Twenty-fifth Amendment Timeline

1841Vice President John Tyler Becomes President

On the morning of April 5, 1841, Vice President John Tyler is informed that President William Henry Harrison had died of pneumonia the previous day. Some members of Harrison’s cabinet view Tyler as “Vice President, acting as President,” but Tyler is determined to be President in his own right. He rejects calls for a Presidential election, and serves for the remainder of Harrison’s term.

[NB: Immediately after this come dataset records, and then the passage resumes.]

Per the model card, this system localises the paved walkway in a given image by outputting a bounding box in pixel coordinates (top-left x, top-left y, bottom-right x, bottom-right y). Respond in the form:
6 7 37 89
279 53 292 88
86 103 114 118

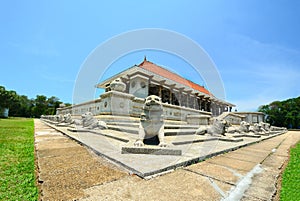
35 120 300 200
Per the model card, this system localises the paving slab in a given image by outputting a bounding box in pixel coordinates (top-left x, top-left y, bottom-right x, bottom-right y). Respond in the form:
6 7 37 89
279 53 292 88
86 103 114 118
185 161 247 185
42 119 286 177
81 169 231 201
37 120 300 201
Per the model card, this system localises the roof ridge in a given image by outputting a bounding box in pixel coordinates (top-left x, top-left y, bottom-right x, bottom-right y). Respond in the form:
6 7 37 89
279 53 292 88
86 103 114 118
138 56 213 95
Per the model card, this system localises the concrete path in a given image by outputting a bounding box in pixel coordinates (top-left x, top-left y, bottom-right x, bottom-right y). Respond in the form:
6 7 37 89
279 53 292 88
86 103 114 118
35 120 300 201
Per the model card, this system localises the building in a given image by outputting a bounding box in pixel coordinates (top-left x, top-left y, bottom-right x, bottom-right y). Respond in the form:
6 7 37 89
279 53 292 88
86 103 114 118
58 57 235 120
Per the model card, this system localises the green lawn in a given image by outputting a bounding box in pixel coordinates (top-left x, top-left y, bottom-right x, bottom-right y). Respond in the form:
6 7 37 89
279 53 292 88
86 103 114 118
0 118 38 200
280 143 300 201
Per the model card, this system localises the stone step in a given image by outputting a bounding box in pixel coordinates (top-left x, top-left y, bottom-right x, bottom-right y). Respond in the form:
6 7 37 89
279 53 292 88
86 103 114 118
95 115 187 125
107 122 199 129
107 125 196 136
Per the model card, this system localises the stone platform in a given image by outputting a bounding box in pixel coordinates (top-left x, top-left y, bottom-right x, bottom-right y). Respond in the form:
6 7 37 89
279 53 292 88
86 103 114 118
122 145 182 156
44 122 283 178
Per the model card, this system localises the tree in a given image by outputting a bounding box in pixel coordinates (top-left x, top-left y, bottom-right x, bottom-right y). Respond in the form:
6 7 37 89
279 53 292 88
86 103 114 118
258 96 300 128
0 86 68 117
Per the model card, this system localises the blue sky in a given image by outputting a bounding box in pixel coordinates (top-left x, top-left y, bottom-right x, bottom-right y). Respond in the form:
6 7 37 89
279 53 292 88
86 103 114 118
0 0 300 111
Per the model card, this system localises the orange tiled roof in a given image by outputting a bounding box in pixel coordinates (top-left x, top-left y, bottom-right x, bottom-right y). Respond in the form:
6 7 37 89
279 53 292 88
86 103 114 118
138 58 211 95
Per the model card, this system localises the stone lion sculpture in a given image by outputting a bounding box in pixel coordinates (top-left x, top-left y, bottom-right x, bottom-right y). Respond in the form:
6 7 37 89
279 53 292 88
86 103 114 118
64 113 74 124
196 118 228 136
249 123 265 134
81 112 107 129
227 121 250 133
54 114 64 123
134 95 167 147
259 122 271 133
109 78 126 92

Although Tyler asserts the full powers of the Presidency, there are many who continue to call him “His Accidency.”

1865A Plot Against The President And Vice President

When John Wilkes Booth shoots President Abraham Lincoln on April 14, 1865, other conspirators working with him are sent to kill the Vice President and Secretary of State, who are next in line to succeed to the Presidency. The conspirators believe that this will destabilize the Union government. Although President Lincoln died, conspirator George Atzerodt lost his nerve and fled without assailing Vice President Andrew Johnson, and Lewis Powell is able only to wound Secretary of State William Seward. Johnson takes the oath of office as President and the federal government continues to function despite the tragedy.

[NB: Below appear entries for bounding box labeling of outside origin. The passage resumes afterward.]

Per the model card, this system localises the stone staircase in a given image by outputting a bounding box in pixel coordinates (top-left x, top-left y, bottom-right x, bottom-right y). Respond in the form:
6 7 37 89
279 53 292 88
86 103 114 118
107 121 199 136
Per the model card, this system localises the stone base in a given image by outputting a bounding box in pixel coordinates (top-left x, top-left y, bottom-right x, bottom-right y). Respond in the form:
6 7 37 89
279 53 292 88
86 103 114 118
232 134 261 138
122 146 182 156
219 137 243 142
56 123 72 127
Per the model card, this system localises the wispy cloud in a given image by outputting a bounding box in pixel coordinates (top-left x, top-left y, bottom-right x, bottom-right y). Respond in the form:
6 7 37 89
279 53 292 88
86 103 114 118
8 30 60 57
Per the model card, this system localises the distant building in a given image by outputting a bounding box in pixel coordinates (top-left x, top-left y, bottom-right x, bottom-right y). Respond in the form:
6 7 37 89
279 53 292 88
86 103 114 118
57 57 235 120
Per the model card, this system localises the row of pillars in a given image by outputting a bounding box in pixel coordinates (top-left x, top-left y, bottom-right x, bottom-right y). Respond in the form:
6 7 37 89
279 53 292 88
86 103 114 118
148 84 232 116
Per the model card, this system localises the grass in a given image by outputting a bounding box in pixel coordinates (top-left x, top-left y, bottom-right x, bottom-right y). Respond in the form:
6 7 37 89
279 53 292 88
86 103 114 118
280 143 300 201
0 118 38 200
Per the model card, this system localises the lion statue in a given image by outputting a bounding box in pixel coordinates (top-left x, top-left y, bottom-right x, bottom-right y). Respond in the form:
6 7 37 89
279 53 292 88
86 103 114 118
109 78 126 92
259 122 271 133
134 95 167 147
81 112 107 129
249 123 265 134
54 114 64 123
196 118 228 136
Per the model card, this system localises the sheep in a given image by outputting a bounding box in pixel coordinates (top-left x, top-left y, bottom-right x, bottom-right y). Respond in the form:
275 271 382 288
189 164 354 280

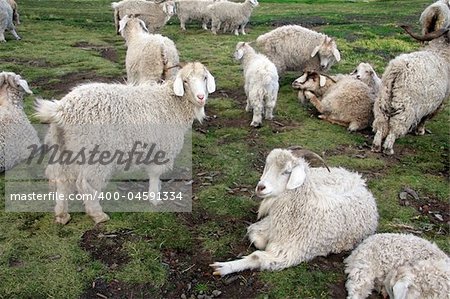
111 0 175 34
35 62 215 224
119 15 180 84
292 72 374 131
384 258 450 299
372 27 450 155
344 233 447 299
210 147 378 276
234 42 279 127
0 0 21 43
256 25 341 75
208 0 259 35
0 72 40 172
175 0 222 30
8 0 20 25
419 0 450 35
350 62 381 96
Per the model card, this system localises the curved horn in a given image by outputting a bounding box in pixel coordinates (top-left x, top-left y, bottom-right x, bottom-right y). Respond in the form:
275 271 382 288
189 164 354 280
288 145 331 172
400 25 449 42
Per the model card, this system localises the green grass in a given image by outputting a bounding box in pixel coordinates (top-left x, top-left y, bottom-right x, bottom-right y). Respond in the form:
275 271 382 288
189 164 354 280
0 0 450 298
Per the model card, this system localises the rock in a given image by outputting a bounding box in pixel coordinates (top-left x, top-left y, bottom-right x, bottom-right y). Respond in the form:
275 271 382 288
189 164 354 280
212 290 222 297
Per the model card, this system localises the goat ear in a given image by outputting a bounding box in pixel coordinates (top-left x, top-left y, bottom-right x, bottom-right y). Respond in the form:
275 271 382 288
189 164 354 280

1895The Vice President Serves As ‘Acting President’

President Ronald Reagan undergoes an operation to remove cancerous tissue from his colon. Before undergoing the procedure, Reagan sends a letter to the House and Senate, indicating that Vice President Bush will serve as acting President during the eight hours that Reagan is under anesthesia. However, the President does not expressly invoke the Twenty-fifth Amendment.

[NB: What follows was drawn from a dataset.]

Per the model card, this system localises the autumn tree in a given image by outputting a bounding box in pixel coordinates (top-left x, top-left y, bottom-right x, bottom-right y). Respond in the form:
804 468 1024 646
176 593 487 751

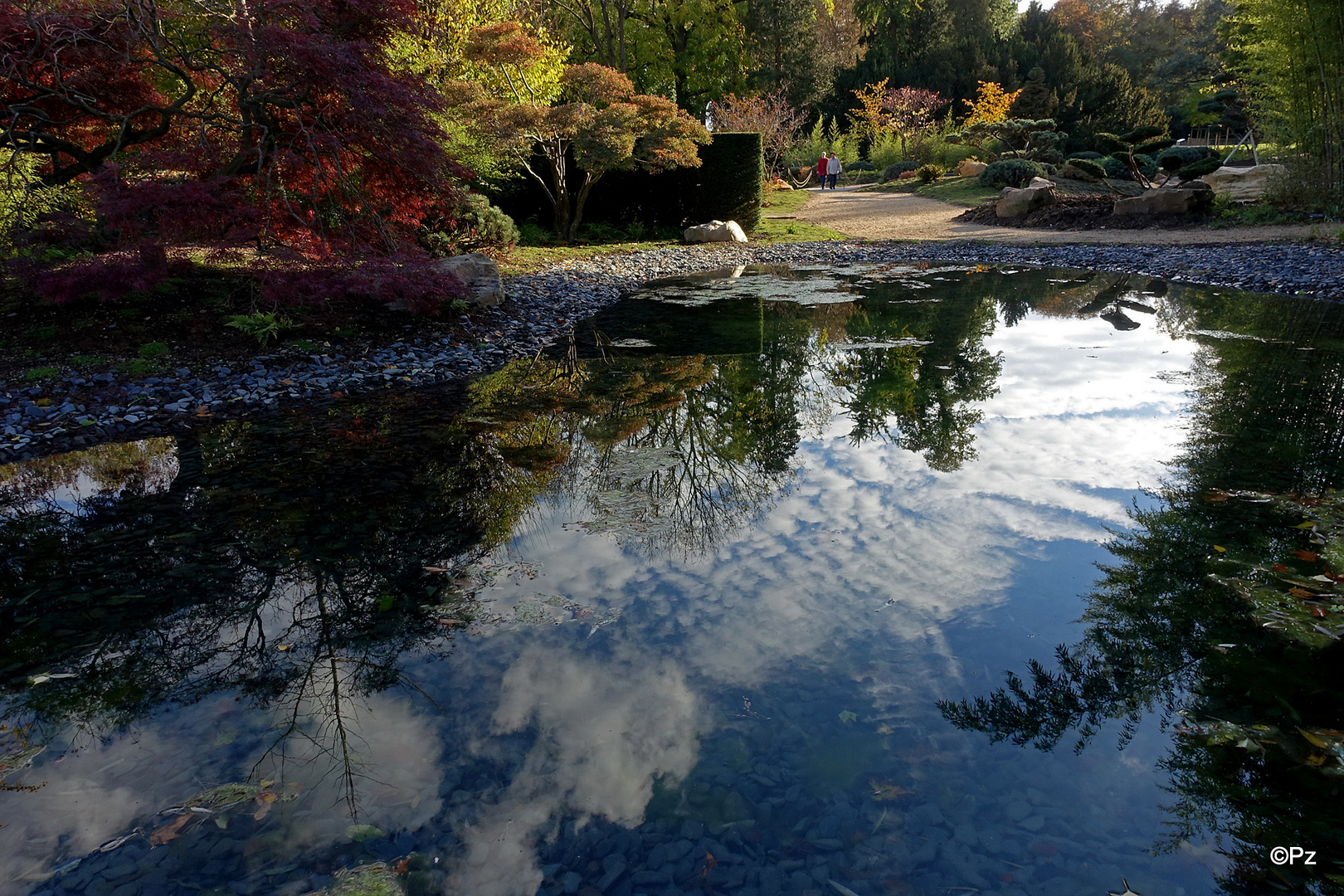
0 0 465 306
468 22 709 241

1973Vice President Agnew Resigns

Charged with tax fraud and bribery, Vice President Spiro Agnew resigns from office. Two months later, President Richard Nixon nominates the House Republican minority leader, Gerald R. Ford, to become Vice President, the first time that the Twenty-fifth Amendment is invoked. Ford is confirmed by the Senate and House.

1974Vice President Ford Becomes President

In 1972, five burglars are arrested while breaking into the offices of the National Democratic Committee located at the Watergate building in Washington, D.C. Newspaper accounts soon link President Richard Nixon to the incident. The Senate holds a lengthy investigation that uncovers evidence that links Nixon to the burglary and subsequent cover-up. As the House Judiciary Committee moves toward recommending Nixon’s impeachment, he resigns the Presidency. Vice President Gerald Ford is then sworn in as President.

1974President Ford Chooses His Own Vice President

President Ford nominates former New York governor Nelson A. Rockefeller to become Vice President, filling the vacancy his own elevation to the Presidency has created. Congress conducts lengthy hearings on Rockefeller but eventually confirms him several months later. For the first time, the voters have elected neither the President nor the Vice President in a national election.

1981The Twenty-fifth Amendment Is Considered After The President Is Shot

A deranged man shoots President Ronald Reagan outside a hotel in Washington, D.C. While the President is undergoing surgery, his advisers discuss invoking the Twenty-fifth Amendment, but reject the idea. Secretary of State Alexander Haig claims, contrary to the constitutional line of succession, that he was “in charge” until Vice President George H.W. Bush returns to Washington.

1991President Bush Makes Plans To Turn Over Power

Upon learning that he has an irregular heartbeat, President George H.W. Bush announces that Vice President Dan Quayle will be acting President if the President requires electric shock therapy. As the treatment is never required, power is never transferred. Like President Bush, President Bill Clinton plans for the possibility of a disabling illness, including how and when power will be turned over to the Vice President. These plans are never needed.

2002First Formal Use Of Disability Clause

When President George W. Bush undergoes a medical treatment that requires anesthesia, he transfers power to Vice President Dick Cheney for the hour that he will be sedated. This is the first formal use of the disability clause.